FYI, The heating element in mine is too small, it cant keep up in cold temps. I intend to replace it.  So if you do end up returning it, I'd also suggest looking at the size of the element in the one you replace it with.


----------



## plj (Dec 10, 2011)

btw, the reason I got a PID is explained in this post:

http://www.smokingmeatforums.com/t/76336/temp-control-is-worthless


----------



## daveomak (Dec 10, 2011)

Rick, morning.... If the display says 215 deg and the smoker is cold..... there is a problem in the logic.... I would return it and when you get the replacement, take it out of the box and plug it in there. Take extra therms to check out if all the temps are close enough that you can live with it..... Put it back in the box and head home or get another replacement if you are not happy....

Hope that works for you....

Dave

If you are near the main store, have lunch at Hemingway's... Great food at a good price when I was last there....


----------



## frosty (Dec 10, 2011)

Welcome Rick!

Lots of resources, and experiences from around the globe here.

Obviously you know how to use the search, read up, and go get 'em! You will be great!! Enjoy!

Good luck with the Pro 100, hope the problem is solved quickly.

Please let us look over your shoulder by sending photos of your smoker, and your efforts.


----------



## rickwl63 (Dec 10, 2011)

Thanks plj & Dave.  Left it on the deck all night (10 degrees this AM).  Plugged it in and presto: 215 degrees.  It now rests in Cabela's return department.  New one should arrive before Christmas, which is good, I need to make some summer sausage for Chirstmas gifts.  Limping my ribs along in the Bradley and firing up the oven so they will be done by lunch.  I'm on the other end of the state from the main store, but the La Vista store is less than 5-minutes from my house.


----------



## daveomak (Dec 10, 2011)

RickWL63 said:


> Thanks plj & Dave.  Left it on the deck all night (10 degrees this AM).  Plugged it in and presto: 215 degrees.  It now rests in Cabela's return department.  New one should arrive before Christmas, which is good, I need to make some summer sausage for Chirstmas gifts.  Limping my ribs along in the Bradley and firing up the oven so they will be done by lunch.  I'm on the other end of the state from the main store, but the La Vista store is less than 5-minutes from my house.

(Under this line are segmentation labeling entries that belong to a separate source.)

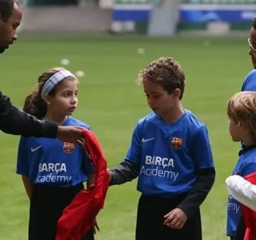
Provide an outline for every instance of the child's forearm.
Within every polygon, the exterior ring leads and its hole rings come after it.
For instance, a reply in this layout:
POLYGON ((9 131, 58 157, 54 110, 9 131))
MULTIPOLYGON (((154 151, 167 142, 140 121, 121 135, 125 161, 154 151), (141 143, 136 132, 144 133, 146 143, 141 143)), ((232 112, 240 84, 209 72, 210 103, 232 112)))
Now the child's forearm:
POLYGON ((110 186, 119 185, 136 178, 139 174, 139 166, 129 161, 124 161, 116 167, 110 169, 110 186))
POLYGON ((31 184, 27 176, 22 175, 22 182, 23 182, 23 185, 24 185, 26 194, 30 199, 33 194, 33 185, 31 184))
POLYGON ((256 210, 256 186, 238 175, 233 175, 226 178, 230 195, 253 210, 256 210))
POLYGON ((206 199, 214 183, 214 168, 198 170, 198 178, 192 190, 177 207, 182 210, 190 218, 206 199))

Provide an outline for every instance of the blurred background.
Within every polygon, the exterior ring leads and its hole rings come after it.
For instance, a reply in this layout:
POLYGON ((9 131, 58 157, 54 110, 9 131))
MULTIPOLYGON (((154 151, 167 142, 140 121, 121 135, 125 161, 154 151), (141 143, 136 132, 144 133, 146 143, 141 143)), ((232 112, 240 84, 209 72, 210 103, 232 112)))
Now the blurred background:
MULTIPOLYGON (((162 56, 179 61, 186 81, 183 106, 207 125, 217 172, 202 206, 203 239, 226 239, 225 179, 240 145, 230 138, 226 105, 253 68, 247 38, 256 0, 20 2, 18 41, 0 58, 1 90, 22 109, 46 69, 74 72, 80 80, 74 117, 92 127, 109 167, 124 159, 135 125, 150 112, 134 83, 138 73, 162 56)), ((18 140, 0 134, 0 240, 27 239, 29 201, 15 174, 18 140)), ((136 182, 110 188, 97 240, 134 239, 136 182)))
POLYGON ((20 2, 26 10, 24 30, 90 30, 149 36, 226 34, 245 30, 256 16, 255 0, 20 2), (70 21, 65 21, 67 16, 70 21))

That would be "NOT GOOD" for me....


----------



## rickwl63 (Dec 10, 2011)

Yeah, my wife thinks I have a room there.... My credit card balance reflects that...


----------



## ecto1 (Dec 10, 2011)

Welcome to SMF glad you can join us.  We are big on Pics and love to help everyone out.  Remember the only question that is dumb is one not asked.  You will not find a friendlier place to talk Que on the web.

You are going to fit in just fine.


----------



## johnnie walker (Dec 11, 2011)

Welcome to the site Rick and glad to have you with us. If I had a Cabelas 5 min from the house I would probably be single by now.
	

	
	
		
		



		
		
	


	





   I have a BassPro an hour away and a Cabelas about an hour and a quarter away. That's close enough. LOL!


----------